Parfois, l'ancien lance la conversation en posant la question qu'il entend chaque matin.
Alors, le gamin marmotte la maison, ou l'école, ou les récompenses, ou les déceptions. Il
bafouille la vie d'un gosse heureux qui sanglote son enfance qui file avec le temps. Ces
jours-là, l'ancien le félicite ou le console d'un biscuit, un bonbon, un mot gentil. Et le gamin
repart tout émoustillé.
Ensuite, la lecture du journal finit d'achever la journée. Les histoires du canton et des alentours
défilent au gré des saisons : les voeux du nouvel an, les lotos paroissiaux, les fêtes
communales. On ne sait plus si le calendrier marque les événements ou si les événements
marquent le calendrier. L'ancien tourne les feuilles, il scrute les photos, il détaille les
titres, il commente en silence ce qu'il connait et salue les têtes qu'il reconnaît, sans prononcer
le plus petit mot.
Soudain, le geste s'arrête net, la main ridée étale le papier, elle aplatit la feuille sur la
table. Une phrase siffle entre les lèvres de l'ancien :
- Non ! Qu'est-ce que cette photo fait là ?
Ses yeux s'écarquillent et se laissent pénétrer, envahir, submerger. Ils identifient chaque
personnage, chaque visage se ranime, les souvenirs revivent. L'ancien retrouve les collègues
de la ''maison'' ; il se rappelle Georges, le contremaître qui l'a fait embaucher. À côté,
c'est l'ingénieur dont le nom a du mal à revenir, il demandait toujours l'avis de tout le
monde mais n'écoutait jamais personne. Et puis les gars plantés devant leurs établis et qui
regardent le photographe : Claude ressuscite, Daniel chante de nouveau, son frère Guy lui
répète de se taire. Jorge, lui, l'ancien, est là, au troisième rang, avec le foulard. Il en mettait
un quand il faisait froid, pour ne attraper de mal.
La photo a été prise en décembre, il s'en souvient comme si c'était hier. Elle avait été prise
pour faire la carte de voeux de la ''maison'' ; c'était une idée du fils au patron. L'ancien vit
encore la scène. Il entend les réflexions des uns et des autres à propos du maquillage, de
la cravate, de la mise en pli ; tout ce qui leur manquait pour jouer les Gabin. Les cris résonnent
encore aussi fort qu'au moment où le flash a illuminé l'atelier. Ah, c'était le bon
temps, un autre époque : les copains qu'on invitait aux baptêmes et aux communions, les
sorties d'atelier dès que la sonnerie hurlait, les virées à vélo quand le printemps revenait.

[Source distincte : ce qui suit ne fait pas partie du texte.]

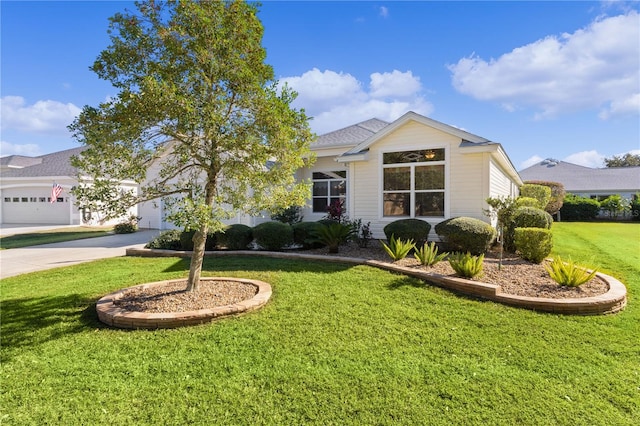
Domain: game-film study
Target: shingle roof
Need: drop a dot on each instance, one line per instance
(55, 164)
(580, 178)
(351, 135)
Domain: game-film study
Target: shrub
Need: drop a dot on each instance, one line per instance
(362, 232)
(531, 217)
(579, 208)
(290, 215)
(304, 234)
(557, 195)
(273, 235)
(538, 192)
(466, 234)
(527, 202)
(466, 265)
(127, 227)
(635, 207)
(166, 240)
(408, 229)
(568, 273)
(333, 235)
(235, 237)
(397, 248)
(428, 254)
(534, 244)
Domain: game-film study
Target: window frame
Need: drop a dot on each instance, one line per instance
(328, 197)
(412, 191)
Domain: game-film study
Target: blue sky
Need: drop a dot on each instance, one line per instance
(544, 79)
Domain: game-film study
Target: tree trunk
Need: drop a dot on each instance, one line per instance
(199, 242)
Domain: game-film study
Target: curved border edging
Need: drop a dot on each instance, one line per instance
(610, 302)
(111, 315)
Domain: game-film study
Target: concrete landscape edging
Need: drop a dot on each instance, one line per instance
(610, 302)
(114, 316)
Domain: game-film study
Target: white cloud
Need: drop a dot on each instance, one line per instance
(530, 161)
(41, 117)
(29, 150)
(336, 100)
(586, 158)
(395, 83)
(594, 67)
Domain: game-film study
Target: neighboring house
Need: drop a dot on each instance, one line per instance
(26, 188)
(585, 181)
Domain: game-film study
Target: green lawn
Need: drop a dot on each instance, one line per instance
(335, 345)
(51, 236)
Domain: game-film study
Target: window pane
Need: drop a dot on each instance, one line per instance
(397, 179)
(430, 177)
(338, 188)
(419, 156)
(396, 204)
(319, 205)
(320, 189)
(430, 204)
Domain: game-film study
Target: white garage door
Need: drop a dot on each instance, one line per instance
(31, 205)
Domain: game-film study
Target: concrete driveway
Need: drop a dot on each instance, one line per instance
(48, 256)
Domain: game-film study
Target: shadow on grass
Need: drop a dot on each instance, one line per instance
(260, 264)
(32, 321)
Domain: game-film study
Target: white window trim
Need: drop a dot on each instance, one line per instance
(447, 182)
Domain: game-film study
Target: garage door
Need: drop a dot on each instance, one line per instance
(31, 205)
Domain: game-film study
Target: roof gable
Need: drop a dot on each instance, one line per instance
(466, 137)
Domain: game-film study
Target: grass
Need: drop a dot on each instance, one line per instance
(335, 345)
(51, 236)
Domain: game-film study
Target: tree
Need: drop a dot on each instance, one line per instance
(198, 105)
(626, 160)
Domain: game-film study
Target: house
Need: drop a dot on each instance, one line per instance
(586, 181)
(413, 167)
(26, 189)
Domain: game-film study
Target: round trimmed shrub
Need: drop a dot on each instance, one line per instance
(533, 244)
(304, 234)
(235, 237)
(466, 234)
(408, 229)
(166, 240)
(273, 235)
(531, 217)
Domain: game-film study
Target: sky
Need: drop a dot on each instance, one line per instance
(544, 79)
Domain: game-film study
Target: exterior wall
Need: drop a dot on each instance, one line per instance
(366, 176)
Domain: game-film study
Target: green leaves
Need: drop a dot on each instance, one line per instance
(567, 273)
(398, 249)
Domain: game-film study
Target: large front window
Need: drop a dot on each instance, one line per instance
(328, 188)
(414, 183)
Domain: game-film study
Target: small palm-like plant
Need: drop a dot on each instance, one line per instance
(397, 248)
(333, 235)
(466, 265)
(567, 273)
(428, 254)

Tiens, il sent une larme qui coule au coin de l'oeil. On a beau dire, on est tout couillon et ça
fait drôle de rajeunir bêtement à cause d'une vieille photo. Mais au fait, pourquoi ce cliché
en noir-et-blanc traîne-t-il dans le journal ?
L'ancien déchiffre les grosses lettres, il ânonne les mots, il balbutie une phrase.
- Et bien, la ''maison'' qui ferme maintenant ! Qui aurait cru ça possible ? Elle sera morte
avant moi. Décidément, tout fout le camp.